Between the ring carrier 6 and the supporting plate 2 are provided a thrust bearing 8 comprising a plurality of rollers 14 retained by a retainer 13 and a pair of races 15 and 16 which are disposed so as to sandwich the rollers 14 therebetween, thereby enabling relative rotation of the ring carrier 6 and the supporting plate 2.
The shaft 1 has a lubricating oil supply passage 9 in the center thereof, and an outlet port 10 is provided in an intermediate portion of the shaft 1 which faces the inner peripheral edge of the thrust bearing 8. The planetary shaft 3 has an oil passage 11 provided therein which opens to one end surface of the planetary shaft 3 and to the outer peripheral surface of the intermediate portion thereof.
The lubricating oil supply passage 9 is supplied with a lubricating oil by the action of a mechanism (not shown), so that the lubricating oil spouts from the outlet port 10 toward the inner peripheral edge of the thrust bearing 8, thereby lubricating the bearing 8. After lubricating the thrust bearing 8, the oil passes through the oil passage 11 provided inside the planetary shaft 3 and then lubricates the roller bearing 12 that is provided between the outer peripheral surface of the planetary shaft 3 and the inner peripheral surface of the planetary gear 4.
Incidentally, Japanese Utility Model Public Disclosure (Kokai) No. 63-36207 (1988) discloses oil guide structures such as those shown in FIGS. 7 and 8, which are designed to efficiently guide the lubricating oil having passed through the thrust bearing 8 into the oil passage 11 provided inside the planetary shaft 3.
The oil guide structure that is shown in FIG. 7 is arranged to guide the lubricating oil from the thrust bearing 8 toward the oil passage 11 by means of a ring-shaped weir plate 17 which is provided between the outer peripheral edge of the thrust bearing 8 and the opening of the oil passage 11 and an oil guide plate 18 which is provided at the opening of the oil passage 11. The oil guide structure shown in FIG. 8 is arranged to guide the lubricating oil from the thrust bearing 8 toward the oil passage 11 by means of a raised portion 19 that is formed on the ring carrier 6 and the oil guide plate 18.

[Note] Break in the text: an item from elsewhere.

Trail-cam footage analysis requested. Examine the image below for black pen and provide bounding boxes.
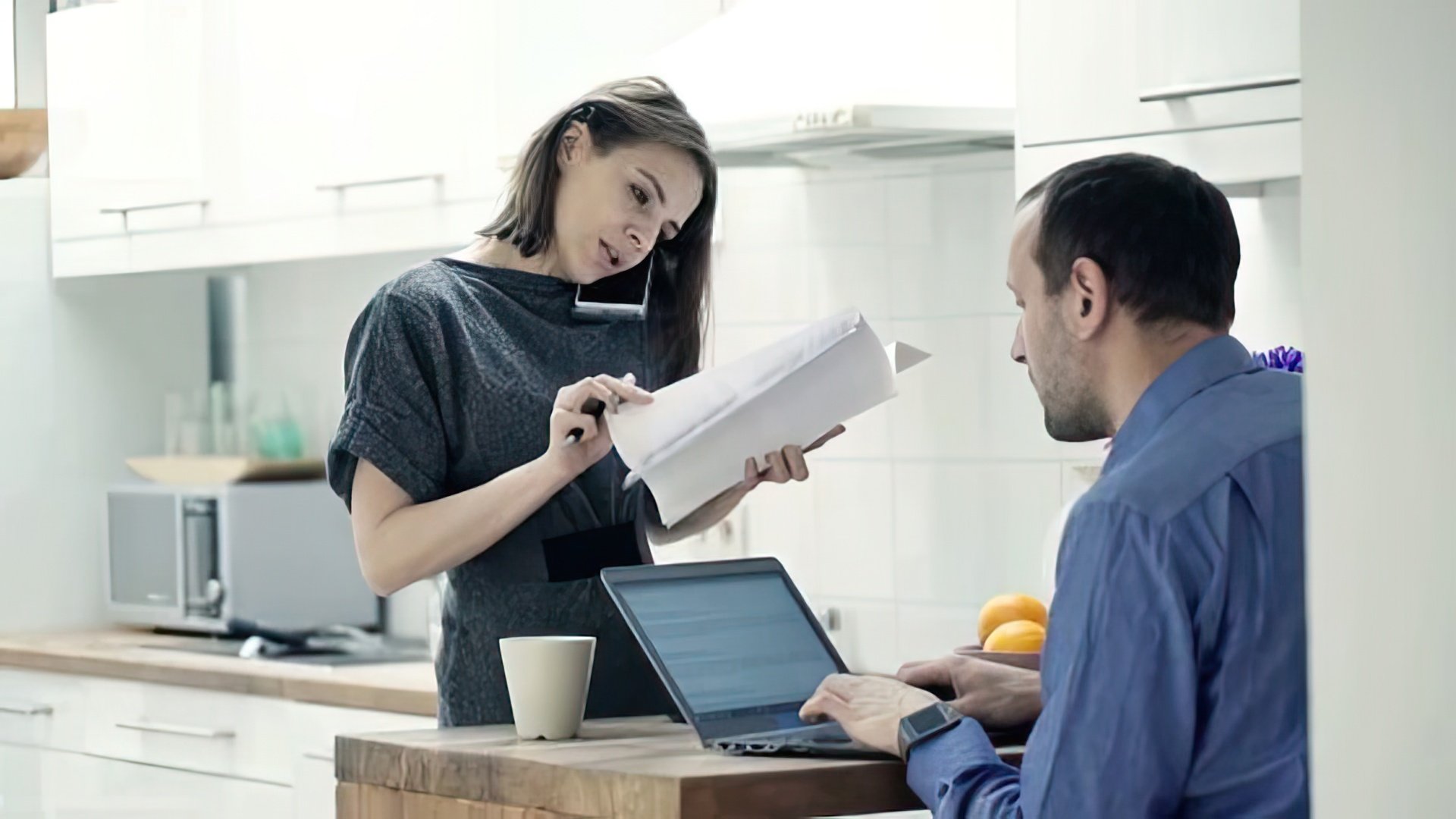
[566,398,607,443]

However, the conventional bearing lubricating systems arranged as described above suffer from the following problems:
The operation of securing the weir plate 17 to the side surface of the ring carrier 6 or forming the raised portion 19 thereon is complicated and troublesome, which causes a rise in the production cost of a transmission, for example, which incorporates the lubricating system.
If the assembly operator forgets to incorporate the weir plate 17 or the oil guide plate 18, the lubricating oil having passed through the thrust bearing 8 cannot be efficiently guided into the oil passage 11, which is likely to result in a failure in lubrication of the roller bearing 12 supporting the planetary gear 4.

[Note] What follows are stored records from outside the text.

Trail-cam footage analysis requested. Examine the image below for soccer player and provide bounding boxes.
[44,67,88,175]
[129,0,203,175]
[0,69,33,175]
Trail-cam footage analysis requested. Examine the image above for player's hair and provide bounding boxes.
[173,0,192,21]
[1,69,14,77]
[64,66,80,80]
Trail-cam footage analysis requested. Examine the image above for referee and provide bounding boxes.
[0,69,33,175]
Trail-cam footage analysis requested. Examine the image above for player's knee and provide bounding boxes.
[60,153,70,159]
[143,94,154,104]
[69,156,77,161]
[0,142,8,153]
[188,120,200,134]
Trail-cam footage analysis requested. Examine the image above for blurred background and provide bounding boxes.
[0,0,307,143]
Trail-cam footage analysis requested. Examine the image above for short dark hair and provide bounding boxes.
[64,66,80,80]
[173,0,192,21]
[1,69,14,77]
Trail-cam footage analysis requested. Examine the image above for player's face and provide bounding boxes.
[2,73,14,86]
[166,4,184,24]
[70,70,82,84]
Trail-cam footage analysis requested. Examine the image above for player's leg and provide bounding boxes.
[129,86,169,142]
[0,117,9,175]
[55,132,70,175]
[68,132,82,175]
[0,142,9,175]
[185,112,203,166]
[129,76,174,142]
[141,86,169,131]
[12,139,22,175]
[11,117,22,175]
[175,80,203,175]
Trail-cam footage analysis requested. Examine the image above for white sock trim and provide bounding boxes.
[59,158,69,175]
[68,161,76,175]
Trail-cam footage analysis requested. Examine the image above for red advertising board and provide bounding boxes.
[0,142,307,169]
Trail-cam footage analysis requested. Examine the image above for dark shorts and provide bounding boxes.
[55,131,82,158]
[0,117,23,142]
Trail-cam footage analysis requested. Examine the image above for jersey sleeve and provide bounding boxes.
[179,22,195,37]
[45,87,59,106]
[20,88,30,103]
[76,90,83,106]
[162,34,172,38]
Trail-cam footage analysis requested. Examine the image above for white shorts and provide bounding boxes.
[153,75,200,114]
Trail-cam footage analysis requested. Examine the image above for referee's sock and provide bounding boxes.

FIGS. 9 and 10 show other conventional structures for guiding the lubricating oil having passed through the thrust bearing 8 into the oil passage 11.
The structure shown in FIG. 9 is arranged to guide the lubricating oil having passed through the thrust bearing 8 into the oil passage 11 inside the planetary shaft 3 through a passage 21 which is formed in the inner peripheral portion of a stopper plate 20 that is provided to prevent the planetary gear 4 from coming off the planetary shaft 3. The oil guide structure shown in FIG. 10 is arranged to guide the lubricating oil having passed through the thrust bearing 8 into the oil passage 11 inside the planetary shaft 3 through a groove 22 which is formed in the end face of the sun gear 5 and the passage 21 that is formed in the inner peripheral portion of the stopper plate 20.

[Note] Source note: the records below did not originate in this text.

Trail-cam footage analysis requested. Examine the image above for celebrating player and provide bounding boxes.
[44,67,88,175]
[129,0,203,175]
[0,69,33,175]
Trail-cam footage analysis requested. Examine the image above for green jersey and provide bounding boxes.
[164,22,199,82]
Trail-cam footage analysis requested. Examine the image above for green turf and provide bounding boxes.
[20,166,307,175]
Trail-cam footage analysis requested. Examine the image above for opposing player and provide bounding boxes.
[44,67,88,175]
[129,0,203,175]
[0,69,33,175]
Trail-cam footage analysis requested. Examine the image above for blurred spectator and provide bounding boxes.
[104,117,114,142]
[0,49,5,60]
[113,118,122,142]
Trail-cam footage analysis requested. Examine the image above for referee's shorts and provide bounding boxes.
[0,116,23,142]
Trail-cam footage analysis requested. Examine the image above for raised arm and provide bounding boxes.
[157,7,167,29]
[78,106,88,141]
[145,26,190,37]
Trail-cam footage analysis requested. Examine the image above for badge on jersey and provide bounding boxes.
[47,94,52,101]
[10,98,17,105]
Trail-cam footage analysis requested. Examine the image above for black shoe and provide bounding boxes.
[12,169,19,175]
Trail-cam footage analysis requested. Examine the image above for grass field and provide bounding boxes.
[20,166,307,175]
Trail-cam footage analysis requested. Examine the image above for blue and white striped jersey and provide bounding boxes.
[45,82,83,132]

The prior art oil guide structures shown in FIGS. 9 and 10 also involve a complicated machining process which leads to a rise in the production cost. In the case of the structure shown in FIG. 10, the race 15 has no support at the portion thereof that faces the groove 22. There is therefore a fear that a part of the race 15 may be gradually deformed during use, resulting in the lifetime of the thrust bearing 8 being shortened.
Further, none of the prior arts are capable of efficiently guiding the lubricating oil spouting from the outlet port 10 toward the thrust bearing 8.